I recently bought a 12 foot alum. boat. I have heard conflicting laws. I want to know if I have to register my boat if I don't have a motor on it, or even if it has an electric motor. Also, I have talked to a couple of UHP and one told me I didn't need trailer lights and the other did. When it hitched up to the truck, I can't even see it because it is so small.


----------



## Chaser (Sep 28, 2007)

I would assume that once you put any kind of motor on it, it would need to be registered. Just like personal pontoon boats with motors require registration, so would all others. Don't know about the whole trailer lights issue.


----------



## Poo Pie (Nov 23, 2007)

This is what I could find: looks like you do if this website's info is correct.
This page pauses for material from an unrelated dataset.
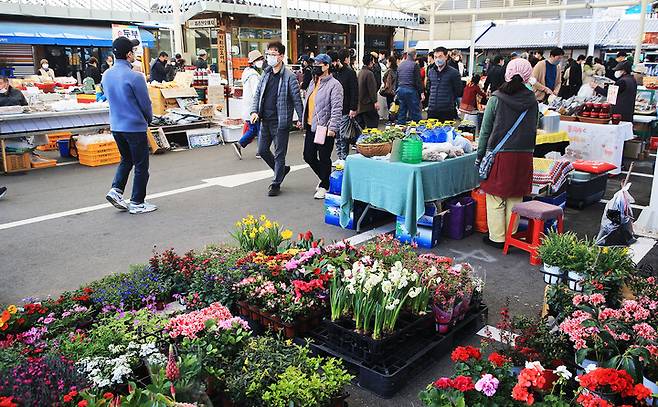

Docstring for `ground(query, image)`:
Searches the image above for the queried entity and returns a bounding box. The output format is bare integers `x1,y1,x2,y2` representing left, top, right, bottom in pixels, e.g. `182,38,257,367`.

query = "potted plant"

http://www.boatus.com/trailerclub/west_laws.asp


----------



## Packfish (Oct 30, 2007)

No motor on the 12' I'm leaning to no need to register. Under a certain weight and length- no need to license trailer. I think River Rat had something on here or the previous site that explained this. I know I don't have a license on my trailers that I have my 14 ft aluminum on and I have been followed by the UHP many times and just passed on by. If you have any type of motor on anything you have to license it.


----------



## orvis1 (Sep 7, 2007)

Motor on any boat have to register. Single axle trailers not needed to register but the items carried on them must be registered if required. Hope that is clear as mud for you. I have my boat registered and insured but my trailer is not. You also may need to check into liability insurance, some new law about every motorized craft needing it.


----------



## Crash (Mar 20, 2008)

Thanks guys. That was helpful. Guess I better go do that before I buy my motor. Thanks again.


----------